Critiques // « Voyageurs immobiles » de Philippe Genty au Rond Point

« Voyageurs immobiles » de Philippe Genty au Rond Point

Mai 28, 2010 | Aucun commentaire sur « Voyageurs immobiles » de Philippe Genty au Rond Point

Critique de Bruno Deslot

Une métaphore de l’humanité

Après avoir créé Voyageur immobile en 1995, Philippe Genty et sa troupe ont parcouru le monde, il nous reviennent au Théâtre du Rond Point avec une recréation au pluriel de cette fabuleuse aventure scénique.

© Pascal François

Un univers onirique aux représentations colorées, plongent chacun d’entre nous dans une projection de soi, un voyage intérieur en terre inconnue dont le langage explorant le visuel, fait sens par sa métonymie. Huit passagers, situés bien au-delà du temps, de l’espace et de toutes frontières physiques, sont traversés par des océans, des banquises, des éruptions, des transformations balayées par des vents récurrents comme autant d’états inconscients successifs menant les Voyageurs immobiles dans les déserts arides de notre imaginaire qui ouvre sans cesse les chemins du possible. Des corps en alerte sortent des boîtes dans lesquels ils sont contenus pour voguer sur les flots d’une mer gonflées de métamorphoses. Des têtes, des jambes, des bras s’animent au gré de la houle pour réinventer un schéma corporel relevant de l’inquiétante étrangeté, de l’expérience fantasmée du rêve éveillé, porté par une magie aussi surprenante qu’inhabituelle. Enrubannés ou masqués, les corps sont érodés par une mer incertaine, mettant en lumière les strates intérieures de leur constitution. Une tête, un bras, une main, tout semble interchangeable et relayé sans cesse par l’extrême dextérité de ces huit voyageurs en perpétuels mouvements. La création, la surprise et l’étonnement sont permanents et communiqués dans un langage qui s’émancipe des codes traditionnels du théâtre pour faire de la scène le lieu de l’inconscient.
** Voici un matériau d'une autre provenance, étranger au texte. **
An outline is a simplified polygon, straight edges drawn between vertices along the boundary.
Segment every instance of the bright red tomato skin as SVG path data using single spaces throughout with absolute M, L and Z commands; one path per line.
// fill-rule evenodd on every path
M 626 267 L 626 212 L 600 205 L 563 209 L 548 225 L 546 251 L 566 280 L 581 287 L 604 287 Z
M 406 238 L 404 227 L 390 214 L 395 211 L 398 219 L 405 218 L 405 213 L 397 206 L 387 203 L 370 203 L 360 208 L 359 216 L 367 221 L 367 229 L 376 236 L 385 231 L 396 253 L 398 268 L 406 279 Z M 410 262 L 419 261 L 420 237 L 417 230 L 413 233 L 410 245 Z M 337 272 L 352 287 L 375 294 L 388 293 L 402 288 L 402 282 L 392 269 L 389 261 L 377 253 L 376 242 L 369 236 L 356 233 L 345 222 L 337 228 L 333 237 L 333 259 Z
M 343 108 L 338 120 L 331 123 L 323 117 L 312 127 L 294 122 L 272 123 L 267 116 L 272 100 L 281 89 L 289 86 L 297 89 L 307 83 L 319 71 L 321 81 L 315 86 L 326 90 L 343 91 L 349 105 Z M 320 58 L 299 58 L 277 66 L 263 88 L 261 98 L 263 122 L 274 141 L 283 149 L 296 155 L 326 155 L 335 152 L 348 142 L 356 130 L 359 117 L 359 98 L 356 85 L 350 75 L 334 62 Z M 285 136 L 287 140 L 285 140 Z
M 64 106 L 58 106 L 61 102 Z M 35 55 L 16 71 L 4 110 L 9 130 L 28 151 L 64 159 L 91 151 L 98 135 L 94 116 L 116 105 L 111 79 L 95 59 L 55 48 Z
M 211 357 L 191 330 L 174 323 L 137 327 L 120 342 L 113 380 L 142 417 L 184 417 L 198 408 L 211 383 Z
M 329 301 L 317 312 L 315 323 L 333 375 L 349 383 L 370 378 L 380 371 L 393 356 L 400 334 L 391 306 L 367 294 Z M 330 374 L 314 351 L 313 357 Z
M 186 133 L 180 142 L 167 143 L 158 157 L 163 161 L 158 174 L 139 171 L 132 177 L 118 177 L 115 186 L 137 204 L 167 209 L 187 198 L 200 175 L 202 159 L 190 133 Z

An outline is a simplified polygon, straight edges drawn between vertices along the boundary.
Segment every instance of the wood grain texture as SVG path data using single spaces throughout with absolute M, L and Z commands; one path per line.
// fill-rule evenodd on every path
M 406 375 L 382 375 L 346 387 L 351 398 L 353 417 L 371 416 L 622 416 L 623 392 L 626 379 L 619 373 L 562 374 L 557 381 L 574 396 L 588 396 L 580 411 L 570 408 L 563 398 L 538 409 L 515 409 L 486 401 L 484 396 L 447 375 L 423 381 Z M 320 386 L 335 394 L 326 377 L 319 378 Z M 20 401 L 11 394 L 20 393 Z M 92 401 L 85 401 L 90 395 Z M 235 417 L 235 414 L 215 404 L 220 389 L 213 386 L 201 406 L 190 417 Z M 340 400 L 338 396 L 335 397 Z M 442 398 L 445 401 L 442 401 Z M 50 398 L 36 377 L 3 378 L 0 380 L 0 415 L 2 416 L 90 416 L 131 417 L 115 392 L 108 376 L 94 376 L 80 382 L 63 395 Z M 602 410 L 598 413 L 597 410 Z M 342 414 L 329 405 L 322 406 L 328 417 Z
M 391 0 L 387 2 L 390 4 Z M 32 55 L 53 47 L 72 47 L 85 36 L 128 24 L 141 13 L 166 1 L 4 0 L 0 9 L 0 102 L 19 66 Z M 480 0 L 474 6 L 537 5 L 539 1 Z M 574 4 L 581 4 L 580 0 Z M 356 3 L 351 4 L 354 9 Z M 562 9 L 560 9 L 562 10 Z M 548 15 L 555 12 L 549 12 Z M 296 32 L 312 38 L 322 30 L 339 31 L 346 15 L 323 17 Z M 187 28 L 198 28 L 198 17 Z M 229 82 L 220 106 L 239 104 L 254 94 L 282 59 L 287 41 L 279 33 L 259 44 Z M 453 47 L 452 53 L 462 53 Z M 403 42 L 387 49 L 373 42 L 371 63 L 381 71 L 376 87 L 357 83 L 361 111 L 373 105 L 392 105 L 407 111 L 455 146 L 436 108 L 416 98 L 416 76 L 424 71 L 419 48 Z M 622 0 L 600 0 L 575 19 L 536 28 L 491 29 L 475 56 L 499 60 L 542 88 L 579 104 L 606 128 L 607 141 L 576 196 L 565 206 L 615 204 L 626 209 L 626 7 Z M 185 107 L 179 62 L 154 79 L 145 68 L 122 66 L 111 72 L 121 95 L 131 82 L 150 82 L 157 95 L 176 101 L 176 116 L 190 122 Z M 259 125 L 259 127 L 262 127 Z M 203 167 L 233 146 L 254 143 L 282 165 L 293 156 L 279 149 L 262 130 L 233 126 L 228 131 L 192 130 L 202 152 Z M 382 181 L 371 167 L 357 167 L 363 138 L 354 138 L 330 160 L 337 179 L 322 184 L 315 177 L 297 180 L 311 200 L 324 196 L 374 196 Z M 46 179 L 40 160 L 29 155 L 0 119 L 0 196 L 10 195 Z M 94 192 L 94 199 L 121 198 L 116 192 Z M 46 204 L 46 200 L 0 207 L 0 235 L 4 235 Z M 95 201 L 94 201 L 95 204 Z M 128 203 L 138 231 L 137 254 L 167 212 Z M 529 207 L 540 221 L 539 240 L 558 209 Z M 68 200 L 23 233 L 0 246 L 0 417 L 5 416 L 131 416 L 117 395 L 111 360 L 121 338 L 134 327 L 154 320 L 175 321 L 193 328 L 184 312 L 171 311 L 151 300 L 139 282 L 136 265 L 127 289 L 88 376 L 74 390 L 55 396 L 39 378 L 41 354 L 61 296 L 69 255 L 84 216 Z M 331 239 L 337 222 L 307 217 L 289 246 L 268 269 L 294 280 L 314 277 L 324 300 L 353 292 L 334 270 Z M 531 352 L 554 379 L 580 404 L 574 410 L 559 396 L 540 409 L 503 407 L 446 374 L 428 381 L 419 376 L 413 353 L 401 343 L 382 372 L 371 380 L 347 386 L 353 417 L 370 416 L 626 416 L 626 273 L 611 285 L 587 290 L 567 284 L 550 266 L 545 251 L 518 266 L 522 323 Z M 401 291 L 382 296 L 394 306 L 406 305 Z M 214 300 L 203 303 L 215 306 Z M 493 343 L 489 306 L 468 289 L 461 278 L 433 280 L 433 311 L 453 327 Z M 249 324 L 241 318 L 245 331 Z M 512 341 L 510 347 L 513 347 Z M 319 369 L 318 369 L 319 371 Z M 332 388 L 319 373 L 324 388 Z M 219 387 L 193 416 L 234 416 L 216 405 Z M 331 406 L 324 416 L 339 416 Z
D’une mer agitée sur laquelle les cartons, estampillés d’un « FRAGILE », voguent au gré des flots, les voyageurs sont avalés, rejetés ou expulsés sans cesse vers d’autres destinations toujours plus improbables. Le bleu sombre de la houle rehaussée d’une lumière douce et exquise fait bientôt place au sépia du désert réchauffé par un clair-obscur, s’opposant à la blancheur du plastique translucide qui inonde la scène dans une éruption de début ou de fin du monde. Tout est incertain et paraît pourtant si palpable !

© Pascal François

Des personnages atypiques surgissent de nulle part pour donner vie à des formes inattendues, comme ces fœtus dont la cohabitation intra-utérine, semble bien agitée ou cette ribambelle de baigneurs miniatures bientôt emballée dans du plastique, matière souple et à la fois contraignante. Des marionnettes animées et conquérantes, progressent dans des mouvements contraires au milieu desquels un groupe ramassé de huit comédiens s’échappent, s’arrachent, s’arriment, s’abandonnent… et parachèvent une composition improbable. Le plaisir physique est total et empirique, creusant notre imaginaire comme les flots, les vents, les glaciers érodent la porosité du terrain sur lequel les voyageurs incertains découvrent des territoires en apparence inconnus et pourtant si proches de nous. Malgré les quelques raccourcis faciles, comme ce questionnement sur l’identité nationale ou la lapidation d’un corps à demi-enseveli, le voyage emprunte des chemins qui traversent l’humanité.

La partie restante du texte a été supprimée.